Wortgewaltig inszeniert, aber leider etwas unaustariert, erscheint mir die Geschichte der Nina, so als ob sie alle Stimmen synchronisieren würde, der Ton verändert sich kaum von Max, über Rike, zu Ivo. Irgendwer hat das glaub ich auch erwähnt, dass die Dialoge nicht so ganz gelungen seien, könnte noch vor der Überarbeitung stammen, ansonsten habe ich mich in deinem Erzählfluss treiben lassen und eine Achterbahnfahrt der Gefühle hinter mir.

Interessant wäre noch, wie die Geschichte ohne die Eindrücke der beiden Originale wirken würde, andererseits befinden wir uns hier bei Copyright und die Frage stellt sich womöglich gar nicht. Im übrigen ist es immer wieder schön zu sehen, wenn ein Autor angeregt durch die spannende Leserdiskussion an seinem Text arbeitet.

Wirklich gern gelesen,
Gruss dot

 

Lieber Eisenmann,

die Geschichte ist ja gar nicht so eisern und wenn du drunter schreibst

Ich muss sagen, ich habe deine Geschichte wirklich mit Interesse gelesen.
dann freut mich das deshalb umso mehr.
Vielen Dank für deinen Kommentar
Aber dann konnte ich die unterschiedlichen Figuren nicht nur gut auseinander halten, sondern auch deren einzelne Perspektiven und Erzählweisen nachvollziehen.
darin bestand tatsächlich eine der Aufgaben, die ich mir gestellt habe, und immerhin ist es einigermaßen gelungen. Ich konnte einiges an Schreib-Erfahrung gewinnen.

Gut gefallen hat mir Nina als komplexer, innerlich zerrissener Charakter.
mm, genau das ist mir wichtig an dem Text, eine Figur zeigen, die realistisch und komplex ist.

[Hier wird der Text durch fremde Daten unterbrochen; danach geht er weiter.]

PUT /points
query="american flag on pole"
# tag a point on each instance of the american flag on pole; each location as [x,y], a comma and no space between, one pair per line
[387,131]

Vermutlich hat sich Nina deshalb auch den Pullover als ein lebendiges und „atmendes“ Andenken mitgenommen.
eine Art Fetisch, sicher.

Schöner, kompakter Kommentar
Viele Grüße und einen weichen Eisenstart in die trübe Woche
Isegrims

 

Hallo dotslash,

danke für deinen Kommentar, die Zusammenfassung des Inhalts mit Bezug zu den Ursprungsgeschichten. So kann ich viel besser abschätzen, wie der Text wirkt, welche Vorbehalte er hervorrufen kann, was den Leser mitzieht. Ich denke beim Schreiben vermutlich noch zu wenig über den Leser nach, die Erwartungen, wie ich mit ihnen umgehe und was ich damit anstellen kann.

Wortgewaltig inszeniert, aber leider etwas unaustariert, erscheint mir die Geschichte der Nina, so als ob sie alle Stimmen synchronisieren würde, der Ton verändert sich kaum von Max, über Rike, zu Ivo.
die Stimmen, ich hab die schon unterschiedlioch gestaltet, das haben auch manche kommentiert, vielleicht muss ich das beim nächsten Versuch, noch genauer markieren. Das war ein Teil des Experiments. Der Erzählton Ninas, das Rauschen, das sie erzeugt, ist so deutlich lesbar, dass die anderen Stimmen im Vergleich abfallen.
Interessant wäre noch, wie die Geschichte ohne die Eindrücke der beiden Originale wirken würde, andererseits befinden wir uns hier bei Copyright und die Frage stellt sich womöglich gar nicht.
ohne Flieges Geschichte gäbs die Nina nicht, klar, aber sie tritt in meinen Gedanken so deutlich hervor, dass es den Bezug nicht unbedingt braucht, glaube ich.